Basically yeah.Dream wrote:There's a difference between being mean and being critical. Being mean doesn't help. Telling us you fell asleep reading X part because it just dragged on helps. Letting us know that our character was being a whiny unrelatable jerk for no reason in this one part helps. Sometimes we mean for them to be whiny and unrelatable or we intentionally make a slow part to world build a little, sometimes it's an oversight and having it pointed out can help us refine things we might've been overlooking. The why's of things that don't work are way more important than just laying out the specific scenes that don't work. For example, if someone told me they didn't like this particular scene because they are uncomfortable reading about a gay relationship or reading about an atheist doing good in the world, I'm not gonna do shit to change it. If they tell me that my gay character is coming off as just a blank stereotype without any real depth as a person or character, or my atheist is acting high and mighty while presenting themselves as altruistic through the narrative (unless I intend for them to be an unreliable narrator) then I have problems I need to figure out how to correct.showa58taro wrote:I’d find it hard to be mean to you guys about your writing. Although I’d be a shit beta reader.

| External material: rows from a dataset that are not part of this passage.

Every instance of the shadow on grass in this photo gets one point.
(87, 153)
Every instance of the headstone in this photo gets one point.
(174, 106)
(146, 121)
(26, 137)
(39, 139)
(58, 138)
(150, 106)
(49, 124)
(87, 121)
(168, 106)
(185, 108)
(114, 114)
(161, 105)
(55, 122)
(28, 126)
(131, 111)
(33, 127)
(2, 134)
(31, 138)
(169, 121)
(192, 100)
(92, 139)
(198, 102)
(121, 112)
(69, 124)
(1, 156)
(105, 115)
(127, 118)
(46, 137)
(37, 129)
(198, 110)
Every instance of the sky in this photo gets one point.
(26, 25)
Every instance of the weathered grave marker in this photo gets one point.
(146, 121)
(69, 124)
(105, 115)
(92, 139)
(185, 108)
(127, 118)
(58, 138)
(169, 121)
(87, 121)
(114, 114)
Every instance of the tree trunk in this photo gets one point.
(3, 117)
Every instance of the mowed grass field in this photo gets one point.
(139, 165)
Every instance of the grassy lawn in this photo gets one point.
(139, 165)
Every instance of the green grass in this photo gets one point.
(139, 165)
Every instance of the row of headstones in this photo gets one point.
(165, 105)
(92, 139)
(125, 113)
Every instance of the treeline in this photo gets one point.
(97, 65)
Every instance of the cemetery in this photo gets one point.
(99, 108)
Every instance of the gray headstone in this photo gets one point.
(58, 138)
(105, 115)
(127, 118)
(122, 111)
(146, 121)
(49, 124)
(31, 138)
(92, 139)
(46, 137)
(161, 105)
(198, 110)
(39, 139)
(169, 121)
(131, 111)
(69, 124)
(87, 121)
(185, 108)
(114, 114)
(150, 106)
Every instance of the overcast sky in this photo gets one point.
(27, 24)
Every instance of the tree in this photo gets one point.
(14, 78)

I had one beta reader constantly complain about vulgar language and it needs to be cut. My thoughts were: "they know it's not a Young Adult novel, right?" I ain't cutting it. People curse, a lot, and my shit's playground is Rated R stuff, so I ain't cutting it for fuck'n PG.
But yeah, just cause something's suggested, doesn't mean you have to take it. Unless multiple readers say the same/similar things, then it probably needs work in that area and you should start listening.
If they're being mean in their criticism, it's totally fine to just chuck their entire report, imo. They're deliberately being an asshole. It's not "tough love", it's abusive.